Dynein light chain interacts with NRF-1 and EWG, structurally and functionally related transcription factors from humans and drosophila.

Nuclear respiratory factor-1 is a transcriptional activator that has been implicated in the nuclear control of respiratory chain expression. Yeast two-hybrid screens were performed to identify proteins that physically interact with nuclear respiratory factor-1. Saturation screening of both mouse embryo and mouse testis libraries yielded 14 independent clones, all of which represented two different isoforms of dynein light chain. In addition to using the two-hybrid method, the specificity of the nuclear respiratory factor-1/dynein light chain interaction was established by chemical crosslinking of the purified native proteins and by co-immunoprecipitation of nuclear respiratory factor-1 and dynein light chain from mammalian cells.
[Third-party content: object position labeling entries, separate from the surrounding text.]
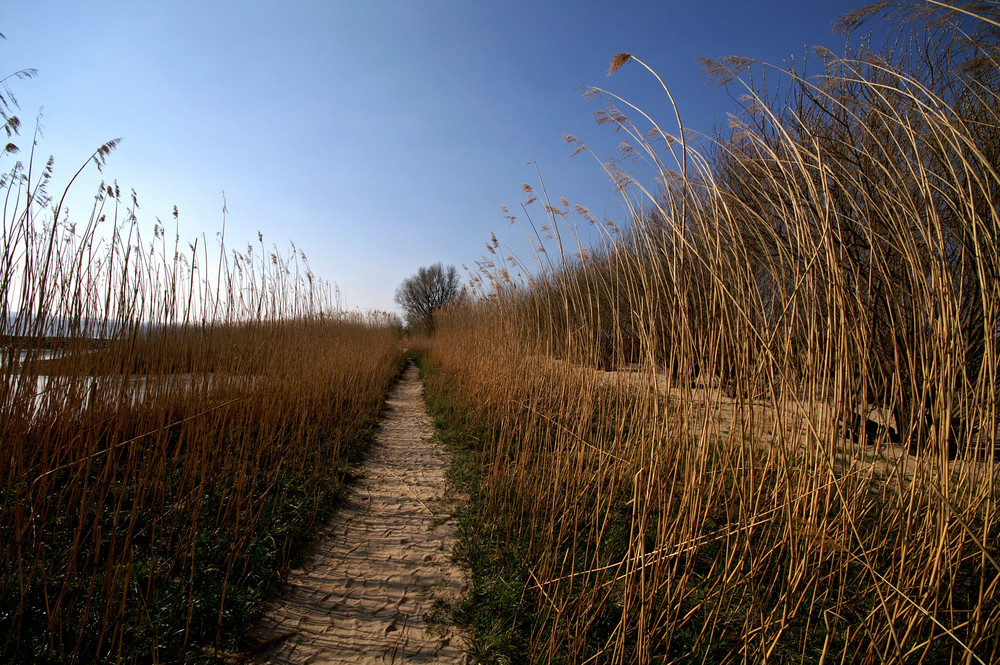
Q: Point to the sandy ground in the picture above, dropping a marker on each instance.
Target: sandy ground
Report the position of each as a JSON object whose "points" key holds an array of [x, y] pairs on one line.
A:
{"points": [[381, 567]]}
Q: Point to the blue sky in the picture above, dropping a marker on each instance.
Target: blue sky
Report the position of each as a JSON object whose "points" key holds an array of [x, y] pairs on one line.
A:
{"points": [[377, 136]]}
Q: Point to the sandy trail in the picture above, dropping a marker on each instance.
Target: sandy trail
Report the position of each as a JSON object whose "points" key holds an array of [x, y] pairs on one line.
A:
{"points": [[382, 563]]}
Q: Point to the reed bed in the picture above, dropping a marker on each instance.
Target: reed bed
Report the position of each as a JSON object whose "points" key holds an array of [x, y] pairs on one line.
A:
{"points": [[174, 420], [759, 424]]}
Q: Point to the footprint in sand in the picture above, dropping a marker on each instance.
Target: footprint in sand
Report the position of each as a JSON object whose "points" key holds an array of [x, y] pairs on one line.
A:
{"points": [[363, 594]]}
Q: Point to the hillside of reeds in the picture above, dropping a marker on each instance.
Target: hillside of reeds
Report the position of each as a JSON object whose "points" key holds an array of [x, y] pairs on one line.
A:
{"points": [[760, 422], [173, 418]]}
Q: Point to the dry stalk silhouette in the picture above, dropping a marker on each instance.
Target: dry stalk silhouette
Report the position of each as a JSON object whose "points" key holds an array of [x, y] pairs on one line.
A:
{"points": [[759, 424]]}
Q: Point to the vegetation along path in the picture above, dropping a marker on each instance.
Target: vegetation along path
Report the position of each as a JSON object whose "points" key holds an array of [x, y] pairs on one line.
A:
{"points": [[376, 585]]}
Both two-hybrid and chemical crosslinking assays demonstrated that binding of dynein light chain required the first 26 amino acids of nuclear respiratory factor-1. Although dynein light chain is associated with dynein, a cytoplasmic motor molecule, immunolocalizations showed substantial nuclear staining using several different anti-dynein light chain antibodies. Moreover, fluorescence overlays of confocal images established that nuclear respiratory factor-1 and dynein light chain displayed a very similar nuclear staining pattern. The significance of the nuclear respiratory factor-1/dynein light chain interaction was investigated further by determining whether a similar interaction was conserved between dynein light chain and the erect wing gene product of Drosophila, a protein related to nuclear respiratory factor-1 through its DNA binding domain. Here, we establish that the erect wing gene product can bind and trans-activate transcription through authentic nuclear respiratory factor-1 binding sites. Moreover, the erect wing gene product, like nuclear respiratory factor-1, interacted specifically with dynein light chain both in vitro and in transfected cells. Thus, the interaction with dynein light chain is conserved between transcription factors that are structurally and functionally similar between humans and Drosophila.